Apparently, Madoff had close personal and financial relationships with Jewish members of the Palm Beach Country Club. One of the members who helped introduce fellow members to Madoff, Carl Shapiro, lost $145 million from his own personal foundation. The Lappin Foundation in Boston and the Chais Foundation in Los Angeles have closed their doors since their entire endowment was invested with Madoff. And these are only the ones we know. Imagine how many other clients we don’t yet know about.
What immediately jumps out at you is the incalculable harm, as I mentioned above, that has been done to American Jewish philanthropy. And not just by the financial losses. Think what a devestating blow this will be to organizations who cherished the trust their donors placed in them to invest their gifts wisely. Once you violate such trust it takes years to re-earn it, if you ever can.
I know this because I spent seventeen years as a non-profit fundraiser, many of those years working for Jewish communal groups including two federations. One of the points that Jewish charities pride themselves on is the sober, judicious, conservative approach that they take to the funds they raise. These funds are considered almost a sacred trust since tzedakah is one of the highest values in Jewish tradition.
One of the things you learn both as a fundraiser and ordinary investor is to diversify your portfolio. Never rely on a single donor, never rely on a single investment vehicle, never rely on a single investment company. If you do, you run the risk of destroying your project if there is a financial cataclysm. Financial advisors often tell their clients never to have more than 5% of their assets invested in a single company’s stock or with a single broker. It boggles the mind that a foundation could invest its entire $7 million endowment with a single company as the Lappin Foundation did.
What would cause otherwise prudent people, some with sophisticated understanding of finance to override these concerns and throw caution to the winds? The L.A. Times calls it an “affinity scam.” In other words, Madoff relied on the Jewish community, in an almost tribal way, to support his financial scheme.
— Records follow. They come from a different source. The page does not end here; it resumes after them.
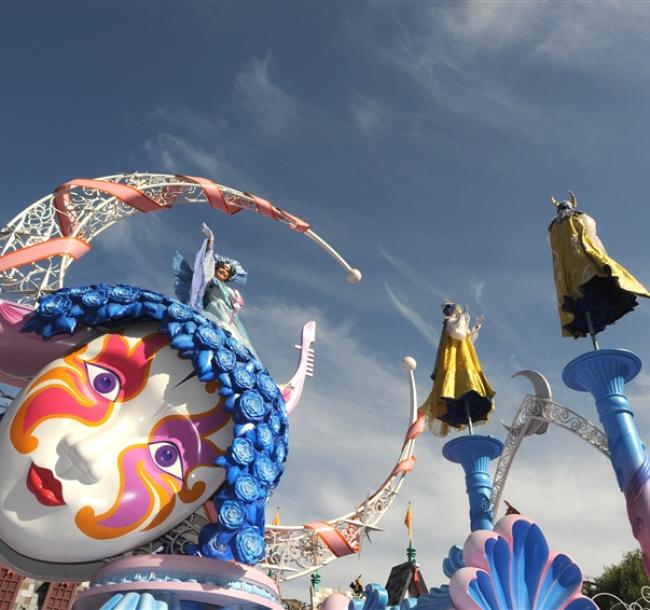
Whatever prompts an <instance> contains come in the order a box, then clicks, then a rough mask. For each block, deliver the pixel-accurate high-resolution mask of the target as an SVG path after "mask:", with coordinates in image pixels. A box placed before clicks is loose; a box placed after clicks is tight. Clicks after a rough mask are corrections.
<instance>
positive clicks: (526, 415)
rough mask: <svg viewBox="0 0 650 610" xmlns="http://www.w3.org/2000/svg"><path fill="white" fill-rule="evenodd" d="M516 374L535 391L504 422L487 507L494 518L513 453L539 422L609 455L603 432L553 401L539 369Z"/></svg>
mask: <svg viewBox="0 0 650 610" xmlns="http://www.w3.org/2000/svg"><path fill="white" fill-rule="evenodd" d="M515 375H523V376H525V377H526V378H528V379H529V380H530V381H531V382H532V383H533V387H534V389H535V395H531V394H527V395H526V396H525V398H524V400H523V402H522V403H521V406H520V407H519V410H518V411H517V413H516V414H515V417H514V419H513V422H512V424H511V425H510V426H506V428H507V429H508V436H507V438H506V440H505V443H504V446H503V452H502V453H501V457H500V458H499V462H498V463H497V467H496V471H495V473H494V480H493V483H492V496H491V497H490V511H491V513H492V516H493V517H492V518H493V520H494V516H495V515H496V511H497V509H498V507H499V504H500V503H501V497H502V495H503V490H504V488H505V484H506V480H507V478H508V474H509V473H510V468H511V466H512V463H513V461H514V458H515V455H516V453H517V451H518V449H519V447H520V445H521V443H522V441H523V439H524V438H525V437H526V436H530V435H531V434H534V433H538V430H539V429H540V423H542V424H545V423H551V424H555V425H558V426H560V427H562V428H564V429H566V430H568V431H569V432H572V433H573V434H575V435H576V436H578V437H579V438H581V439H582V440H583V441H585V442H586V443H589V444H590V445H591V446H592V447H594V448H595V449H597V450H598V451H600V452H601V453H602V454H603V455H604V456H606V457H607V458H609V457H610V453H609V447H608V445H607V436H606V435H605V433H604V432H603V431H602V430H601V429H600V428H598V427H597V426H595V425H594V424H592V423H591V422H590V421H589V420H587V419H585V418H584V417H582V415H579V414H578V413H576V412H575V411H572V410H571V409H568V408H567V407H565V406H564V405H561V404H559V403H557V402H555V401H554V400H553V399H552V397H551V395H550V386H549V385H548V381H546V379H545V378H544V376H543V375H542V374H541V373H538V372H537V371H520V372H519V373H515ZM515 375H513V377H514V376H515ZM546 388H548V392H546ZM544 430H545V428H544Z"/></svg>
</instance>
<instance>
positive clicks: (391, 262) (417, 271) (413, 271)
mask: <svg viewBox="0 0 650 610" xmlns="http://www.w3.org/2000/svg"><path fill="white" fill-rule="evenodd" d="M379 252H380V253H381V255H382V257H383V258H384V259H385V260H386V261H388V262H389V263H390V264H391V266H392V267H394V268H395V269H396V270H397V271H399V272H400V274H401V275H402V276H403V277H405V278H406V279H407V280H409V281H410V282H411V283H413V284H414V285H415V286H416V287H417V288H418V289H419V290H421V291H422V292H423V293H424V294H425V295H429V296H432V297H434V298H436V299H438V300H439V301H440V303H442V302H443V301H448V300H449V296H448V295H447V293H446V292H444V291H443V290H441V289H440V288H438V287H437V286H436V285H435V284H433V283H432V282H431V281H430V280H429V279H428V278H427V277H425V276H424V275H422V274H421V273H419V272H418V271H417V270H416V269H414V268H413V267H411V265H409V264H408V263H406V262H405V261H403V260H402V259H400V258H397V257H396V256H393V255H392V254H390V253H389V252H388V251H387V250H385V249H384V248H383V247H380V248H379Z"/></svg>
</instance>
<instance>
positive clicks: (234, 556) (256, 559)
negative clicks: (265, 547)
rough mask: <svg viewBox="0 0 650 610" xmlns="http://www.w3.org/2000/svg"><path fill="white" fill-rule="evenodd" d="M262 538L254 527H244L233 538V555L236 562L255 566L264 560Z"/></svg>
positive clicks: (257, 529) (259, 534) (259, 533)
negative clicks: (242, 528) (260, 561)
mask: <svg viewBox="0 0 650 610" xmlns="http://www.w3.org/2000/svg"><path fill="white" fill-rule="evenodd" d="M264 550H265V548H264V538H263V537H262V536H261V534H260V532H259V530H258V529H257V528H256V527H245V528H243V529H241V530H240V531H239V533H238V534H237V536H236V537H235V548H234V549H233V555H234V557H235V559H237V561H241V562H242V563H248V564H255V563H258V562H259V561H261V560H262V559H263V558H264Z"/></svg>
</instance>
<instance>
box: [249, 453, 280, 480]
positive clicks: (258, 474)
mask: <svg viewBox="0 0 650 610" xmlns="http://www.w3.org/2000/svg"><path fill="white" fill-rule="evenodd" d="M253 474H254V475H255V476H256V477H257V478H258V479H259V480H260V481H261V482H262V483H265V484H266V485H271V484H272V483H273V481H275V478H276V477H277V476H278V467H277V465H276V463H275V462H274V461H273V460H272V459H271V458H270V457H269V456H268V455H267V454H266V453H262V454H260V455H259V456H258V458H257V459H256V460H255V465H254V466H253Z"/></svg>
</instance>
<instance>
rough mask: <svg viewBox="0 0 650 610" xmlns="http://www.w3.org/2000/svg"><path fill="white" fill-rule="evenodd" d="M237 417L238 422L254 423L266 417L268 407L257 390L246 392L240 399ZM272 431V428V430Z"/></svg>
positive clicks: (236, 414)
mask: <svg viewBox="0 0 650 610" xmlns="http://www.w3.org/2000/svg"><path fill="white" fill-rule="evenodd" d="M236 406H237V407H238V408H237V409H236V412H235V415H236V417H237V419H238V420H242V419H243V420H248V421H253V422H258V421H261V420H262V418H263V417H264V415H266V405H265V404H264V400H262V397H261V396H260V394H259V392H256V391H255V390H246V391H245V392H244V393H243V394H242V395H241V396H240V397H239V402H238V404H237V405H236ZM271 429H272V428H271Z"/></svg>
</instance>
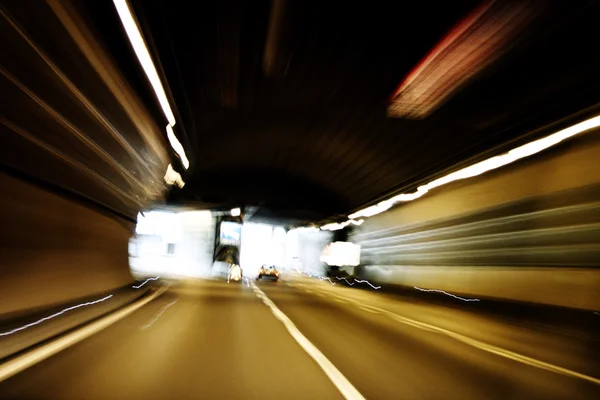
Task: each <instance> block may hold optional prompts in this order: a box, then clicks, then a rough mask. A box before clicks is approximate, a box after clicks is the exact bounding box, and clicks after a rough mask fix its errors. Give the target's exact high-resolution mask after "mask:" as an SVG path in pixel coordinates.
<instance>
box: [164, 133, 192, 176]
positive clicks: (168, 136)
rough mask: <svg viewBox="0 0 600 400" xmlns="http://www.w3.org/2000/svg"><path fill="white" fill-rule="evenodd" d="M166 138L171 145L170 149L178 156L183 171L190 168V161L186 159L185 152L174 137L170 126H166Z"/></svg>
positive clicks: (174, 135) (175, 136) (179, 143)
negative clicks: (167, 138) (179, 158)
mask: <svg viewBox="0 0 600 400" xmlns="http://www.w3.org/2000/svg"><path fill="white" fill-rule="evenodd" d="M167 138H168V139H169V142H170V143H171V147H173V150H175V153H177V155H179V157H180V158H181V162H182V164H183V166H184V167H185V169H188V168H189V167H190V161H189V160H188V159H187V156H186V155H185V150H184V149H183V146H182V145H181V143H180V142H179V140H177V136H175V133H174V132H173V127H172V126H171V125H167Z"/></svg>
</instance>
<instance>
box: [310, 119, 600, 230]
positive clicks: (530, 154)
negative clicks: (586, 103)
mask: <svg viewBox="0 0 600 400" xmlns="http://www.w3.org/2000/svg"><path fill="white" fill-rule="evenodd" d="M599 126H600V115H598V116H595V117H593V118H590V119H587V120H585V121H583V122H580V123H578V124H575V125H572V126H570V127H568V128H565V129H562V130H560V131H558V132H556V133H553V134H551V135H549V136H546V137H544V138H541V139H538V140H535V141H533V142H530V143H527V144H525V145H522V146H519V147H517V148H514V149H512V150H510V151H509V152H507V153H504V154H500V155H497V156H494V157H490V158H488V159H487V160H484V161H481V162H478V163H476V164H473V165H470V166H468V167H465V168H463V169H460V170H458V171H455V172H452V173H450V174H448V175H446V176H443V177H441V178H439V179H436V180H433V181H431V182H429V183H427V184H425V185H422V186H419V187H418V188H417V191H416V192H414V193H402V194H399V195H397V196H394V197H392V198H390V199H387V200H384V201H382V202H379V203H378V204H375V205H373V206H369V207H367V208H364V209H362V210H359V211H357V212H355V213H353V214H350V215H348V218H349V219H348V221H345V222H342V223H334V224H327V225H324V226H322V227H321V229H327V230H337V229H342V228H344V227H345V226H347V225H348V224H349V223H350V222H349V221H351V220H354V219H356V218H367V217H372V216H374V215H377V214H380V213H382V212H384V211H387V210H389V209H390V208H391V207H392V206H394V205H396V204H398V203H401V202H408V201H413V200H416V199H418V198H419V197H421V196H423V195H424V194H426V193H427V192H429V191H430V190H431V189H434V188H436V187H440V186H442V185H445V184H448V183H450V182H454V181H457V180H461V179H466V178H470V177H474V176H477V175H481V174H483V173H485V172H488V171H491V170H494V169H497V168H500V167H503V166H504V165H507V164H510V163H513V162H515V161H517V160H520V159H522V158H525V157H529V156H532V155H534V154H537V153H539V152H541V151H543V150H546V149H548V148H550V147H552V146H555V145H557V144H559V143H560V142H562V141H563V140H566V139H568V138H571V137H573V136H575V135H577V134H580V133H583V132H585V131H588V130H590V129H594V128H597V127H599ZM344 224H346V225H344ZM332 228H333V229H332Z"/></svg>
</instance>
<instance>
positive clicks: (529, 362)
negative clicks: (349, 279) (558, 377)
mask: <svg viewBox="0 0 600 400" xmlns="http://www.w3.org/2000/svg"><path fill="white" fill-rule="evenodd" d="M346 300H348V301H350V302H353V303H355V304H357V305H358V306H359V308H361V309H362V310H364V311H368V312H372V313H381V314H385V315H387V316H388V317H390V318H392V319H393V320H395V321H398V322H400V323H403V324H405V325H410V326H412V327H414V328H418V329H422V330H425V331H429V332H435V333H439V334H442V335H446V336H449V337H451V338H453V339H455V340H458V341H459V342H462V343H465V344H468V345H469V346H472V347H475V348H477V349H479V350H483V351H487V352H488V353H492V354H496V355H498V356H500V357H504V358H508V359H510V360H514V361H517V362H520V363H522V364H526V365H529V366H532V367H536V368H540V369H543V370H546V371H550V372H554V373H557V374H560V375H565V376H569V377H574V378H579V379H583V380H586V381H589V382H592V383H595V384H597V385H600V379H598V378H594V377H593V376H589V375H585V374H582V373H580V372H577V371H573V370H570V369H567V368H563V367H560V366H558V365H554V364H550V363H547V362H544V361H540V360H537V359H535V358H531V357H527V356H524V355H522V354H519V353H515V352H513V351H510V350H506V349H503V348H501V347H497V346H494V345H491V344H487V343H485V342H481V341H479V340H477V339H472V338H470V337H468V336H465V335H462V334H460V333H456V332H452V331H449V330H447V329H444V328H440V327H438V326H435V325H430V324H428V323H425V322H420V321H417V320H414V319H411V318H407V317H403V316H401V315H398V314H396V313H394V312H391V311H388V310H384V309H383V308H379V307H374V306H369V305H365V304H362V303H361V302H359V301H357V300H354V299H350V298H346Z"/></svg>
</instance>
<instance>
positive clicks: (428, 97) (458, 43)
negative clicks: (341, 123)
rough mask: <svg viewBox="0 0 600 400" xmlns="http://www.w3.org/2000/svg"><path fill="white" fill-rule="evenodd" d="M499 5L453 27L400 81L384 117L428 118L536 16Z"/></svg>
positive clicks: (490, 61) (530, 8)
mask: <svg viewBox="0 0 600 400" xmlns="http://www.w3.org/2000/svg"><path fill="white" fill-rule="evenodd" d="M502 3H503V2H494V1H492V2H487V3H486V4H484V5H483V6H482V7H481V8H479V9H477V10H476V11H475V12H474V13H473V14H471V15H470V16H469V17H468V18H467V19H465V20H464V21H463V22H462V23H461V24H459V25H458V26H457V27H456V28H454V30H453V31H451V32H450V33H449V34H448V35H447V36H446V37H445V38H444V39H443V40H442V41H441V42H440V44H439V45H438V46H437V47H435V48H434V49H433V50H432V51H431V52H430V53H429V54H428V55H427V57H426V58H425V59H424V60H423V61H421V63H420V64H419V65H418V66H417V67H416V68H415V69H414V70H413V72H411V73H410V74H409V75H408V77H407V78H406V79H405V81H404V82H402V84H401V85H400V87H399V88H398V89H397V90H396V92H395V93H394V95H393V96H392V104H391V105H390V108H389V114H390V115H391V116H394V117H406V118H424V117H426V116H428V115H429V114H431V113H432V112H433V111H434V110H435V109H436V108H438V107H439V106H440V105H441V104H443V103H444V101H446V100H447V99H448V98H449V97H450V96H451V95H452V94H454V93H455V92H456V91H457V89H458V88H459V87H460V86H461V85H462V84H464V83H465V82H466V81H467V80H468V79H469V78H471V77H473V76H474V75H476V74H478V73H479V72H481V71H482V70H483V69H484V68H485V67H487V66H488V65H489V64H491V63H492V62H493V61H495V60H496V59H497V58H499V57H500V55H501V54H502V53H503V50H504V48H505V47H509V46H510V44H511V40H513V39H514V38H515V37H517V35H518V34H519V33H520V32H521V31H522V30H523V28H525V27H526V24H527V23H528V22H529V21H530V20H531V19H532V18H533V17H534V16H535V15H536V10H534V9H532V7H531V6H530V5H529V4H528V2H521V3H519V4H517V5H509V6H507V5H505V4H502Z"/></svg>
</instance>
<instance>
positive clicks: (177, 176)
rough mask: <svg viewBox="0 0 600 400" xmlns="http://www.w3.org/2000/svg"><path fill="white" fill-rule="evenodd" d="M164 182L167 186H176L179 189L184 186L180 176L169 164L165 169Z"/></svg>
mask: <svg viewBox="0 0 600 400" xmlns="http://www.w3.org/2000/svg"><path fill="white" fill-rule="evenodd" d="M165 182H167V183H168V184H169V185H177V186H179V188H180V189H181V188H182V187H183V186H184V185H185V182H184V181H183V179H181V175H180V174H179V172H177V171H175V170H174V169H173V166H172V165H171V164H169V166H168V167H167V172H166V173H165Z"/></svg>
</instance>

There does seem to be some sort of almost atavistic instinct at work that led many of these individuals to trust Madoff with all their worldly assets. Perhaps they saw Bernie as “one of their own.” A smart Jewish boy who would take care of them. Some might have felt that in handling their own money, they needed someone who was more than just a distant banker; someone who they could trust as a member of the tribe.
This is yet another indication of the damage done by Bernie Madoff. Perhaps it is wise not to trust someone just because they get good investment returns and they share your religious affiliation. But in the days before the Madoff affair, days which seem innocent and faraway though they were just last month, it was a comforting thought that you could do so. Now, it seems a harsher, less trusting, more atomized world in which you can’t trust your fellow country club member, your fellow synagogue member, your fellow federation donor, your fellow board member to do the right thing by you or your charity. In the rest of the world maybe nothing is sacred. But in the Jewish world some things still are–or were until Bernie Madoff came along.